Pubblicato in Gazzetta Ufficiale il bando del Concorso Mibac 2019 per vigilanti: il Ministero dei Beni Culturali ha indetto un concorso pubblico, per esami, volto al reclutamento di 1.052 unità di personale non dirigenziale a tempo indeterminato. 

Il personale selezionato verrà inquadrato nella II Area, posizione economica F2, profilo professionale di Assistente alla fruizione, accoglienza e vigilanza, per la copertura di posti presso gli uffici del Ministero ubicati in tutte le regioni italiane. 

La distribuzione dei posti di vigilanti in tutta Italia 

Nel bando, il ministero ha anche reso nota la distribuzione dei posti di vigilanti in tutta Italia. Ecco nel dettaglio le unità richieste: 

Abruzzo 30

Basilicata 18

Calabria 64

Campania 200

Emilia Romagna 51

Friuli Venezia Giulia 7

Lazio 198

Liguria 48

Lombardia 77

Marche 15

Molise 14

Piemonte 57

Puglia 36

Sardegna 14

Sicilia 2

Toscana 155

Umbria 20

Veneto 46

 

Concorso Mibac 2019, come presentare la domanda 

Per partecipare al concorso è necessario presentare la domanda di partecipazione tramite l’apposita procedura online, entro e non oltre il 23 settembre 2019 attraverso la compilazione del modulo on line  tramite il sistema “Step-One 2019” all’indirizzo internet https://www.ripam.cloud. 

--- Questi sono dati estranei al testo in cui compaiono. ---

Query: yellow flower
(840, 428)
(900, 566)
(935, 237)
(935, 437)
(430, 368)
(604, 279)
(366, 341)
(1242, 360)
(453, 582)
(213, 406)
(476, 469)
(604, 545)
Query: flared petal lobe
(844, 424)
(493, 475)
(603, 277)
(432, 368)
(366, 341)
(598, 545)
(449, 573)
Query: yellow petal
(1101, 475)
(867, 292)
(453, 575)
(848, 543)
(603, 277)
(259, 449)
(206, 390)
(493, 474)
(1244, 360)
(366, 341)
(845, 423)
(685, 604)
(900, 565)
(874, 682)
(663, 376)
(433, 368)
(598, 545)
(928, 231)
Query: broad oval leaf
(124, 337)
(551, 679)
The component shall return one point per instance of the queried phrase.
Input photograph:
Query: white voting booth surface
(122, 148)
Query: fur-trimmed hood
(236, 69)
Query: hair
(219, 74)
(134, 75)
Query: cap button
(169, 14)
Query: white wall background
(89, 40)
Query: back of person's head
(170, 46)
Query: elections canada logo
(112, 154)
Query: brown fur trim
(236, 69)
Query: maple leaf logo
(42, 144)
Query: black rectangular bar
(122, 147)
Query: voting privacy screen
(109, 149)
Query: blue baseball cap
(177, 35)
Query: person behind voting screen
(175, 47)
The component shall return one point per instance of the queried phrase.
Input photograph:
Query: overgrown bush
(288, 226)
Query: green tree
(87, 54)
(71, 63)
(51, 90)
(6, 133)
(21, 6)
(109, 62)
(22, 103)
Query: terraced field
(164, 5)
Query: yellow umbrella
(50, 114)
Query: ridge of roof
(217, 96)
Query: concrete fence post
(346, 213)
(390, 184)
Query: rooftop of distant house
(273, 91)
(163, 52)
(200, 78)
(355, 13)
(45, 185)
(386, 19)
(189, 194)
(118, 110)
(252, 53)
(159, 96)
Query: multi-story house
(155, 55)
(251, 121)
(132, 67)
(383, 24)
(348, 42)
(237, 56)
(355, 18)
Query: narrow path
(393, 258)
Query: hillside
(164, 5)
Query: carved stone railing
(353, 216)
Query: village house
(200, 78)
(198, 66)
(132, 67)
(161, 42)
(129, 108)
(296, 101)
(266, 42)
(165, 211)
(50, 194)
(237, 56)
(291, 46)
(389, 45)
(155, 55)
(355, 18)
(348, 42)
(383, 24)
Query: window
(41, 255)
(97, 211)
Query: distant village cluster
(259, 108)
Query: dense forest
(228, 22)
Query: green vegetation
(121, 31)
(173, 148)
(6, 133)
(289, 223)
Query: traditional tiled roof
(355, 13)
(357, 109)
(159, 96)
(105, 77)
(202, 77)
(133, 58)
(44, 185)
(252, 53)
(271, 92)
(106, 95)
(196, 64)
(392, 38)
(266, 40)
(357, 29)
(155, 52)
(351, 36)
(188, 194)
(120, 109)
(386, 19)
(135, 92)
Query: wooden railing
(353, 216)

È possibile consultare il bando direttamente dal sito del ministero (qui): per partecipare al concorso è necessario il versamento della quota di partecipazione di € 10,00

I requisiti per partecipare al concorso 

 Per partecipare è necessario essere in possesso di alcuni requisiti generali e non della laurea, ma del diploma: 

cittadinanza italiana o straniera (in linea con le condizioni di cittadinanza indicate nel bando;

età minima di 18 anni;

diploma di scuola secondaria di secondo grado;

idoneità fisica;

godimento dei diritti civili e politici;

non essere stati esclusi dall’elettorato politico attivo;

non essere stati destituiti o dispensati dall’impiego presso una pubblica amministrazione per persistente insufficiente rendimento, ovvero dichiarati decaduti da un impiego statale, ai sensi dell’articolo 127, primo comma, lettera d), del Testo Unico delle disposizioni concernenti lo statuto degli impiegati civili dello Stato, approvato con decreto del Presidente della Repubblica 10 gennaio 1957, n. 3 e ai sensi delle corrispondenti disposizioni di legge e dei contratti collettivi nazionali di lavoro relativi al personale dei vari comparti;

assenza di condanne penali, passate in giudicato, per reati che comportano l’interdizione dai pubblici uffici;

per i candidati di sesso maschile, nati entro il 31 dicembre 1985, posizione regolare rispetto agli obblighi di leva.

Le prove d’esame

La  prova preselettiva consiste in un test di 60 quesiti a risposta multipla, di cui 40 attitudinali per la verifica della capacità logico-deduttiva, di ragionamento logico-matematico, di carattere critico  verbale e 20 per la verifica del grado di conoscenza di elementi generali di diritto del  patrimonio  culturale (Codice dei beni culturali e del paesaggio), patrimonio culturale italiano e normativa sulla sicurezza dei luoghi di lavoro.

I candidati avranno a disposizione un’ora di tempo per rispondere alle domande.